Sir John’s long and distinguished service to this House and its Members has been valued not just by me personally, but by my party and, indeed—I am convinced of this—by everyone in this House. His presence here will be greatly missed. I pass on our sincere desire that God will bless him and keep him in his new role, and that he will enjoy the challenges it brings. We hope that Sir John gets the relaxation he so richly deserves. If he can look after us in this House, he can certainly look after Cambridge.

Photo of Lindsay Hoyle Lindsay Hoyle Speaker of the House of Commons, Chair, Speaker's Committee for the Independent Parliamentary Standards Authority, Chair, Speaker's Committee for the Independent Parliamentary Standards Authority, Chair, House of Commons Commission, Chair, Speaker's Committee on the Electoral Commission, Chair, Speaker's Committee on the Electoral Commission, Chair, Speaker's Conference Committee, Chair, Speaker's Conference Committee, Chair, Restoration and Renewal Client Board Committee, Chair, Restoration and Renewal Client Board Committee

May I, on behalf of Sir John, thank everybody for their contributions? He thinks the world of Lady Susan and their two sons, Matthew and Timothy, but I have to tell you that the real eye-opener for everyone, if you ever talk about it, is his grandson Solly—the apple of his eye. We wish him well, and we wish Tom Goldsmith great success as the new Clerk.

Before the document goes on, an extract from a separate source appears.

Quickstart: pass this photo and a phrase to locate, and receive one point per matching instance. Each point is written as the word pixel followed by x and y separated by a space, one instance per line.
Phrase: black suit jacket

Question put and agreed to,


That Mr Speaker be requested to convey to Sir John Benger KCB, on his retirement from the office of Clerk of the House, this House’s gratitude for his long and distinguished service, for his wise contribution to the development of the procedure of the House during testing times and in the face of the unprecedented challenge of the pandemic, for his engaged and inclusive leadership and his professionalism in the discharge of his duties as head of the House Administration, and for the courteous and helpful advice always given to individual honourable Members.

Photo of Roger Gale Roger Gale Deputy Speaker and Chairman of Ways and Means, Deputy Speaker

Before we proceed, I hope that the House will not mind if I abuse my position by expressing my own appreciation for the work of Sir John Benger, and for his friendship, his courtesy and his wisdom. It is greatly appreciated.